Coder Perfect

[closed] SQL varchar column length best practices

Problem

Every time I create a new SQL table or insert a new varchar column into an existing table, I question what the ideal length value is.

So, let’s say you have a varchar column called name. As a result, you must decide on the length. I can’t think of anything longer than 20 characters, but you’ll never know. I always round up to the next 2n number instead of using 20. In this scenario, I’d go with a length of 32. I do this because a number 2n appears to me to be more even than other numbers from a computer scientist’s perspective, and I’m just presuming that the architecture underlying can handle such numbers slightly better than others.

When you select to add a varchar column in MSSQL server, for example, the default length value is set to 50. That has piqued my interest. What is the significance of 50? Is it just a random number, or does it take into account the average column length?
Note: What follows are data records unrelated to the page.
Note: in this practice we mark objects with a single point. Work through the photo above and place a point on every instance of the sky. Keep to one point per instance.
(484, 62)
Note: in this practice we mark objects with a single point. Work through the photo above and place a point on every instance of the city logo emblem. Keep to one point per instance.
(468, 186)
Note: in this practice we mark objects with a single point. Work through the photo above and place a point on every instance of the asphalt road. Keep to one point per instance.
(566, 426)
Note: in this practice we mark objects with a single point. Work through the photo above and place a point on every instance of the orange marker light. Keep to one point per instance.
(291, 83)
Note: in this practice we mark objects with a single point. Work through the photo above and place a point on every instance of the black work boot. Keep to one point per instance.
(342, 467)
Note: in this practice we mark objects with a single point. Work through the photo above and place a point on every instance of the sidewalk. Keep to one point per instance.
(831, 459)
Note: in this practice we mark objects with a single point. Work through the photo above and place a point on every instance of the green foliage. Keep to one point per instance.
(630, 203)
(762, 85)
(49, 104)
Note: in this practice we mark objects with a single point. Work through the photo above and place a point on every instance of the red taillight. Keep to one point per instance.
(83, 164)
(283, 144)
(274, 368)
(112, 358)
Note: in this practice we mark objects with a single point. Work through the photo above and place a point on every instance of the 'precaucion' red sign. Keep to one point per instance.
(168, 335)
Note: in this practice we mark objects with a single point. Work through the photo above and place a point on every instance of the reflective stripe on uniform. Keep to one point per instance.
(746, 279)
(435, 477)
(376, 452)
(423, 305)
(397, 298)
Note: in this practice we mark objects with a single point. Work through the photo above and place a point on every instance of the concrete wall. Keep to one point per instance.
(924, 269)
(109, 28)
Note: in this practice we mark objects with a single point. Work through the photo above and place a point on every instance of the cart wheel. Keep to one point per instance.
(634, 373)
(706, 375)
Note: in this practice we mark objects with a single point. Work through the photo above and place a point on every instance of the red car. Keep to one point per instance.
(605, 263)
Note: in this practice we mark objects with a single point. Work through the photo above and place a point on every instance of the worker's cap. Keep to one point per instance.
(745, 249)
It’s also possible – and likely – that different SQL server implementations (such as MySQL, MSSQL, Postgres, etc.) have varying optimal column length values.

Asked by esskar

Solution #1

There is no “optimization” in any DBMS that I am aware of that will make a VARCHAR with a 2n length perform better than one with a max length that is not a power of 2.

Early SQL Server versions, I believe, viewed a VARCHAR with a maximum length of 255 differently than one with a longer maximum length. I’m not sure if this is still true.
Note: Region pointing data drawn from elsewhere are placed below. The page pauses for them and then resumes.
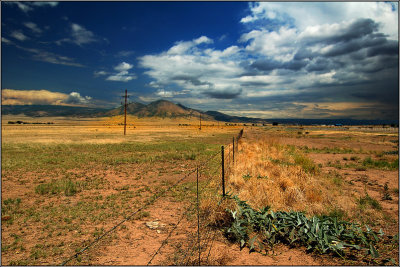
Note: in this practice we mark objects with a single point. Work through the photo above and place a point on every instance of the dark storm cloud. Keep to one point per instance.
(223, 94)
(388, 48)
(266, 65)
(269, 65)
(187, 78)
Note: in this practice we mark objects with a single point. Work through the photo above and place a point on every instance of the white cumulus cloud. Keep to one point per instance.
(122, 75)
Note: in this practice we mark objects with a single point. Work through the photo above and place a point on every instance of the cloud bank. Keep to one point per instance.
(42, 97)
(303, 58)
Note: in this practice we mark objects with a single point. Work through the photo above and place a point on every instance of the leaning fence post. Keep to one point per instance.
(223, 171)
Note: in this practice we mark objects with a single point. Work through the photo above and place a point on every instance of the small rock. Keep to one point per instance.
(155, 225)
(6, 218)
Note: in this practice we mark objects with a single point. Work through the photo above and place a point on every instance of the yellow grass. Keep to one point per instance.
(267, 173)
(106, 130)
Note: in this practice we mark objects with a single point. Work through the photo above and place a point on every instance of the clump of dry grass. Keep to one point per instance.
(267, 173)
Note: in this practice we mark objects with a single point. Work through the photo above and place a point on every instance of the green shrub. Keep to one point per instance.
(322, 234)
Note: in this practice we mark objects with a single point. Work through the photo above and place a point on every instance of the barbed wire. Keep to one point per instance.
(150, 201)
(170, 233)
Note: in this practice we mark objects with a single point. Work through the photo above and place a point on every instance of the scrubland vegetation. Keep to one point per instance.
(63, 188)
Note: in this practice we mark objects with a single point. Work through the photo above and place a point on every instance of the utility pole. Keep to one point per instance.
(200, 121)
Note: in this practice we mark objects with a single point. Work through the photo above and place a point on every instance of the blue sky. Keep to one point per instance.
(260, 59)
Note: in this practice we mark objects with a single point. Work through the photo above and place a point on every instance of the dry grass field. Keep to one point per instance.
(67, 183)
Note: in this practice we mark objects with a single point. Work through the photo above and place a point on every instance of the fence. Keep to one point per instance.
(204, 240)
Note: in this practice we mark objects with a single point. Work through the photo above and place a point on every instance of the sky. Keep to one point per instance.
(255, 59)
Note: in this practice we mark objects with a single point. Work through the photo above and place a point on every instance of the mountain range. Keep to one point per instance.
(165, 109)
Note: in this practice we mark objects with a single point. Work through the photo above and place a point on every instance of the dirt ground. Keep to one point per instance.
(136, 241)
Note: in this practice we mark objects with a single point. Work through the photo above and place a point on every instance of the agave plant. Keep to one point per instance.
(321, 234)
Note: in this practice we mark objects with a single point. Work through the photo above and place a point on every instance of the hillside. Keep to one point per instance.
(167, 109)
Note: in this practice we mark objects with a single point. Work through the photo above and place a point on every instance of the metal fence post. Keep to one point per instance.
(198, 215)
(233, 149)
(223, 171)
The actual storage required by almost all DBMS is decided only by the number of characters you enter, not by the maximum length you choose. So, from a storage (and most likely performance) standpoint, it makes no difference whether you designate a column as VARCHAR(100) or VARCHAR(100) (500).

The maximum length for a VARCHAR column should be viewed as a constraint (or business rule) rather than a technical/physical limitation.

The optimum PostgreSQL setup is to employ unrestricted text with a CHECK CONSTRAINT that limits the number of characters to whatever your business demands.

Changing the check constraint is significantly faster than changing the table if the requirement changes (because the table does not need to be re-written)

The same may be said for Oracle and other databases; however, with Oracle, VARCHAR(4000) would be used instead of text.

In SQL Server, I’m not sure if there’s a physical storage difference between VARCHAR(max) and, say, VARCHAR(500). However, it appears that using varchar(max) instead of varchar has a performance impact (8000).

Take a look at this link (posted by Erwin Brandstetter as a comment)

Edit 2013-09-22

Regarding bigown’s comment:

A change to the column description in Postgres versions before to 9.2 (which was not available when I published the initial answer) would rewrite the entire table, as seen here. This is no longer the case in version 9.2, and a brief test revealed that raising the column size for a table with 1.2 million rows took only 0.5 seconds.

This appears to be true for Oracle as well, based on the time it takes to change a large table’s varchar column. However, I was unable to locate any supporting documentation.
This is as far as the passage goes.